Margaret had spoken at first, partly for the sake of saying something, partly because her feeling for her husband admitted of great pride in his talent, which she thought Bowker had somewhat slighted. But now she was thoroughly roused, her eyes bright, her hair pushed back off her face, listening intently to him. When he ceased, she looked up strangely, and said:

"Do you believe in the existence of such love?"

"O yes," he replied; "it's rare, of course.
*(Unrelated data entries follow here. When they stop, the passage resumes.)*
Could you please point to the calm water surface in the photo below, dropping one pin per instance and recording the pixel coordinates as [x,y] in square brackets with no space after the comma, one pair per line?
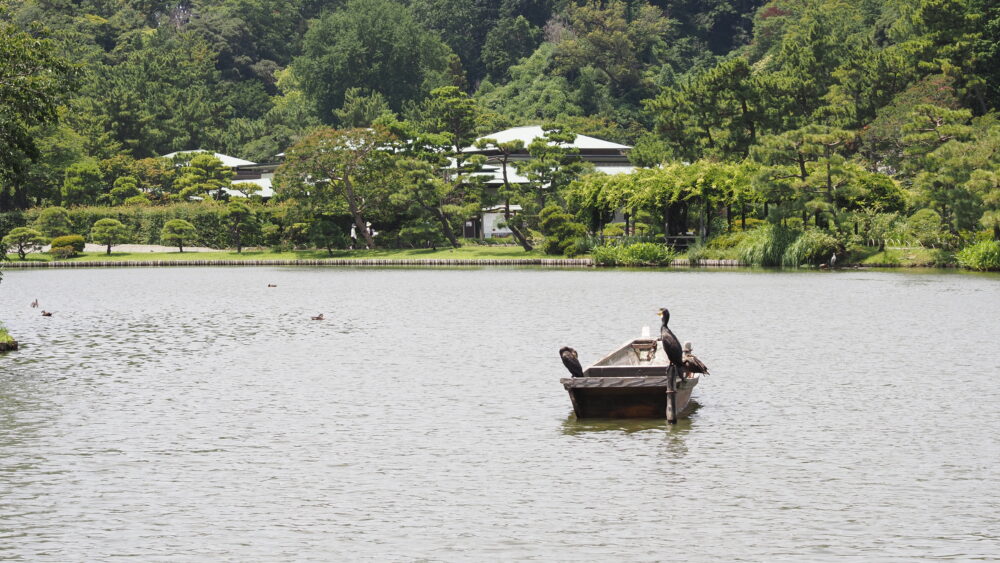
[195,414]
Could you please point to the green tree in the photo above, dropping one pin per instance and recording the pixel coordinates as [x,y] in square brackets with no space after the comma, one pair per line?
[109,232]
[326,233]
[605,37]
[361,109]
[23,240]
[203,175]
[330,171]
[806,169]
[554,162]
[82,184]
[509,191]
[54,222]
[511,40]
[560,230]
[372,44]
[31,84]
[177,231]
[718,112]
[241,219]
[462,25]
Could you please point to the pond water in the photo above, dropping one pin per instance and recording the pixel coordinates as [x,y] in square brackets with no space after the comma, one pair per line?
[187,414]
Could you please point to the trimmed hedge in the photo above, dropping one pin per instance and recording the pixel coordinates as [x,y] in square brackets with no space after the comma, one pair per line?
[144,224]
[983,256]
[639,254]
[76,241]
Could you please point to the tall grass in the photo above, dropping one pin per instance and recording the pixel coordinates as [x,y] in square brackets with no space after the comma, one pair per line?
[766,245]
[983,255]
[811,247]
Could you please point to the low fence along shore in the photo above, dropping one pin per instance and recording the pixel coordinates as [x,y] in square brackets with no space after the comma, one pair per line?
[548,262]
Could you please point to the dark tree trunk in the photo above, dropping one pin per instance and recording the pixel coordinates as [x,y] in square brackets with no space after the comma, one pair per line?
[446,227]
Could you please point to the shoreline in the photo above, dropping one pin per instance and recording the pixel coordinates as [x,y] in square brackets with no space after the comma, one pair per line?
[549,262]
[425,262]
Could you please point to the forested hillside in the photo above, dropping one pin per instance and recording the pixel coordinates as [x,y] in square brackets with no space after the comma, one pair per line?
[847,116]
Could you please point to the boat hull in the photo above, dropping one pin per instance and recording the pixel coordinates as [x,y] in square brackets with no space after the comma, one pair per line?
[627,397]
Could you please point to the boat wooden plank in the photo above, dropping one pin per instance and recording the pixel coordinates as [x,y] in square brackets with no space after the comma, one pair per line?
[625,371]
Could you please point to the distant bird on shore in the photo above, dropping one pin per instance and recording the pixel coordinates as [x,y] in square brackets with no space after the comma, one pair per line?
[571,361]
[691,362]
[670,343]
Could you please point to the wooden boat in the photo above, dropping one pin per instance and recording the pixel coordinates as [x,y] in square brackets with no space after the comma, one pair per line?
[634,381]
Especially rare is the faculty of loving hopelessly without the least chance of return--loving stedfastly and honestly as Dora did, I mean. With most people unrequited love turns into particularly bitter hatred, or into that sentimental maudlin state of 'broken heart,' which is so comforting to its possessor and so wearying to his friends. But thereareexceptional cases where such love exists, and in these, no matter how fought against, it can never be extinguished."

"I suppose you are right," said Margaret; "there must be such instances."

Bowker looked hard at her, but she had risen from her seat and was rejoining the others.